Yes, if there is enough water to form a current. In sewers, drains, culverts, and flooded tunnels, the spell can be especially powerful because confined channels make current more decisive.
Can it be used offensively?
Yes, but indirectly. The spell does not simply damage enemies. It moves water, and water can move creatures into danger.
Historical, Mythic, and Maritime Context
Rivers and currents mattered deeply in pre-modern life because they controlled movement, food, trade, labour, defence, and burial. A river was not background scenery. It was a road, a boundary, a source of power, and a danger. Harbours, canals, mills, ferries, moats, bridges, and floodplains all depended on predictable water. For real-world grounding, see Britannica on the importance of rivers to trade, agriculture, and industry.
Water also powered work. Mills, waterwheels, sluices, and controlled channels turned current into labour, grinding grain, fulling cloth, raising water, and supporting local industry. This is why a spell such as Control Currents should matter beyond combat. Used in the wrong place, it can disrupt mills, tolls, ferry routes, harbour traffic, canal locks, cargo movement, and civic order. For useful background, see Britannica on waterwheels and Britannica on canals and inland waterways.

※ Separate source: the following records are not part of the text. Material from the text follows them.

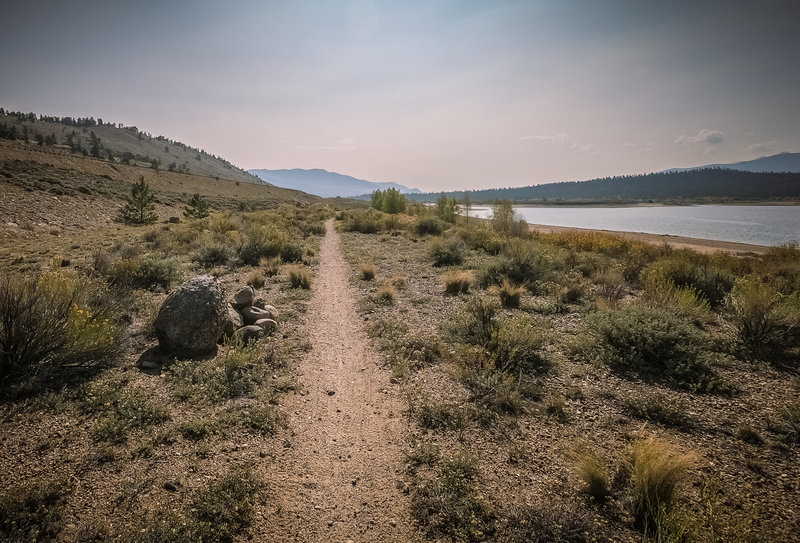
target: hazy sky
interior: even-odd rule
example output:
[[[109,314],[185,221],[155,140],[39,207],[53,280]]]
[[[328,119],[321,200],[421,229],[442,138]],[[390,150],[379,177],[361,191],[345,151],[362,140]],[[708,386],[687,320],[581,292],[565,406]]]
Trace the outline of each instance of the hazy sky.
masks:
[[[0,106],[425,190],[800,151],[800,2],[3,2]]]

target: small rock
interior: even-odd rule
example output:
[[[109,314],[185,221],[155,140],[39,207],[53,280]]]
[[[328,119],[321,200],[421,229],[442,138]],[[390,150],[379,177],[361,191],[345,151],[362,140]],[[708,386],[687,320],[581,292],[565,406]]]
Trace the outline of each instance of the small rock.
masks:
[[[178,481],[167,481],[164,483],[164,490],[168,490],[169,492],[177,492],[180,487],[181,483]]]
[[[234,293],[231,305],[241,311],[243,308],[253,305],[253,297],[255,294],[256,291],[253,287],[242,287]]]
[[[170,224],[178,224],[179,222],[181,222],[181,218],[180,217],[170,217],[167,222],[169,222]]]
[[[161,368],[161,365],[158,362],[153,362],[152,360],[142,360],[139,365],[145,370],[157,370]]]
[[[254,324],[248,326],[242,326],[235,333],[236,337],[242,340],[242,343],[250,343],[251,341],[257,341],[258,338],[264,335],[264,329],[260,326],[256,326]]]
[[[272,319],[258,319],[255,326],[260,326],[264,333],[269,335],[278,328],[278,323]]]
[[[336,394],[335,390],[326,390],[325,392],[328,394],[328,396],[333,396],[334,394]]]
[[[274,316],[269,311],[265,311],[263,309],[259,309],[257,307],[247,306],[241,309],[242,318],[244,319],[245,324],[255,324],[256,321],[261,319],[273,319]]]
[[[231,304],[228,304],[228,314],[225,317],[225,323],[222,325],[220,339],[233,336],[236,330],[242,326],[244,326],[244,319],[242,319],[241,313],[236,311]]]

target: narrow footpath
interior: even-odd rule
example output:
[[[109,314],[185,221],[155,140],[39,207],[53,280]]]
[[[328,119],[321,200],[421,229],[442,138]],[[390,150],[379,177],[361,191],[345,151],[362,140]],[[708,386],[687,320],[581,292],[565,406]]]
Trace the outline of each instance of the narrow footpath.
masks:
[[[254,540],[420,541],[399,488],[403,404],[364,335],[333,220],[325,228],[307,313],[312,349],[284,405],[292,437],[265,470]]]

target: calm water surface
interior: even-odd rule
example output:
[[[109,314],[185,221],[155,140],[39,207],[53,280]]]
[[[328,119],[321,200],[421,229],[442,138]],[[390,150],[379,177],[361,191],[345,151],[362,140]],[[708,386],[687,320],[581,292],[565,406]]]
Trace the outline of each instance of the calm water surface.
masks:
[[[514,206],[514,210],[529,223],[552,226],[671,234],[755,245],[780,245],[800,239],[800,206]],[[471,215],[488,218],[492,210],[475,206]]]

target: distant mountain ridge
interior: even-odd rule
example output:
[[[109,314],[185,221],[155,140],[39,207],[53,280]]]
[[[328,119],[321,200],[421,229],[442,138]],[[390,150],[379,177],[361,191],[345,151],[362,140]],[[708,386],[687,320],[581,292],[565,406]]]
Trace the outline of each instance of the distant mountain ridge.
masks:
[[[703,170],[707,168],[725,168],[728,170],[740,170],[744,172],[800,172],[800,153],[783,152],[777,155],[762,156],[754,160],[744,160],[731,164],[707,164],[705,166],[694,166],[691,168],[670,168],[663,173],[688,172],[691,170]]]
[[[353,197],[372,193],[375,190],[397,189],[403,194],[418,194],[419,189],[412,189],[398,183],[378,183],[356,179],[349,175],[343,175],[328,170],[248,170],[251,173],[271,185],[287,189],[297,189],[322,196],[332,198],[335,196]]]
[[[697,201],[800,199],[800,173],[771,173],[707,168],[683,172],[606,177],[589,181],[548,183],[529,187],[448,192],[451,198],[469,195],[473,203],[505,199],[519,203]],[[419,202],[439,194],[411,194]]]

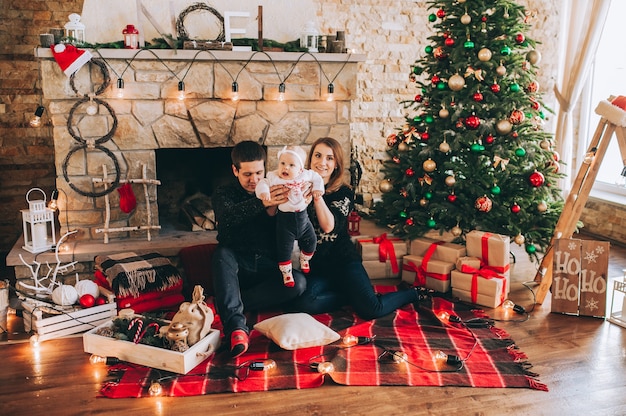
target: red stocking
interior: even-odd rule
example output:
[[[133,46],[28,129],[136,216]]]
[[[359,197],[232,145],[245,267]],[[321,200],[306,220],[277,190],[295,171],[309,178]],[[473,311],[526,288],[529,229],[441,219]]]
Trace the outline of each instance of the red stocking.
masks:
[[[125,183],[119,188],[117,188],[117,192],[120,194],[120,209],[122,212],[130,213],[137,206],[137,200],[135,199],[135,194],[133,193],[133,188],[130,186],[130,183]]]

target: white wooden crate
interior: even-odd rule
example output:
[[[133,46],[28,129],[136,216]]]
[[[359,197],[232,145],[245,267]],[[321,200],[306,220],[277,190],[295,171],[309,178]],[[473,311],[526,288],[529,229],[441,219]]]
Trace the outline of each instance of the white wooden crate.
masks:
[[[138,315],[136,315],[138,316]],[[167,321],[165,321],[167,322]],[[122,361],[145,365],[159,370],[187,374],[194,367],[213,354],[220,344],[220,331],[211,331],[185,352],[172,351],[165,348],[145,344],[135,344],[117,338],[98,335],[100,328],[112,327],[113,320],[83,334],[85,352],[101,357],[115,357]]]
[[[24,330],[33,331],[39,341],[79,334],[97,327],[117,315],[117,304],[105,303],[91,308],[72,308],[60,310],[54,316],[44,317],[41,305],[31,301],[23,301]]]

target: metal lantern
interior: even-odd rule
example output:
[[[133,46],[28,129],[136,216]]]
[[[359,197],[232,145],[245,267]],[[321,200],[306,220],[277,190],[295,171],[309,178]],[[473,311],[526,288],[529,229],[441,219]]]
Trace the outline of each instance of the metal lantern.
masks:
[[[72,13],[69,15],[70,21],[64,26],[65,37],[73,45],[85,43],[85,25],[80,22],[80,15]]]
[[[315,27],[315,23],[308,22],[300,34],[300,47],[306,48],[309,52],[317,52],[318,39],[319,31]]]
[[[139,30],[134,25],[126,25],[122,30],[122,35],[124,35],[124,48],[139,48]]]
[[[352,236],[361,234],[361,216],[356,211],[348,214],[348,234]]]
[[[38,191],[42,199],[31,200],[31,192]],[[31,253],[50,250],[56,244],[54,229],[54,210],[46,206],[46,194],[39,188],[32,188],[26,194],[28,209],[21,210],[24,224],[24,245],[22,248]]]

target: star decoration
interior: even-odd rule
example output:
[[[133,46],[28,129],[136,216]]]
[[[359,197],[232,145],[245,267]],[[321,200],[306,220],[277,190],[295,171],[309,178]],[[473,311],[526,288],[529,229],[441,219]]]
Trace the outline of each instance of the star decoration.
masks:
[[[576,247],[578,247],[578,244],[576,244],[576,243],[574,243],[574,242],[571,242],[571,243],[569,243],[569,244],[567,245],[567,249],[568,249],[569,251],[574,251],[574,250],[576,249]]]
[[[604,253],[604,247],[603,246],[596,247],[596,253],[598,253],[598,254]]]
[[[590,310],[590,311],[599,309],[598,308],[598,301],[593,299],[593,298],[592,299],[588,299],[587,300],[587,304],[585,305],[585,308]]]

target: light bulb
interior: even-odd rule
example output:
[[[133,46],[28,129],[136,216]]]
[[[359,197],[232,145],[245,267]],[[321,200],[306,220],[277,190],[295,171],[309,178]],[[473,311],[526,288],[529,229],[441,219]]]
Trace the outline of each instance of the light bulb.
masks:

Mythic traditions often treat rivers as more than physical features. They have names, tempers, guardians, sacred crossings, underworld associations, and ancestral claims. In Greek mythology, the Potamoi were river gods, while rivers of the underworld such as Styx and Acheron were bound to death, oath, passage, and judgement.
In that context, Control Currents should not feel like neutral engineering alone. It is a temporary act of command over something people already fear, bargain with, pray beside, and depend upon. The caster is not simply moving water. They are interfering with a force that may support a town, guard a border, power a mill, conceal the dead, carry trade, or mark a sacred crossing.
For campaign use, this gives the spell consequences beyond a single encounter. A river spirit may object. A miller may demand compensation. A harbour guild may treat the caster as a threat. A smuggler route may be exposed. A drowned body may surface. A local ruler may decide that a person who can command water belongs in service, exile, prison, or a shrine.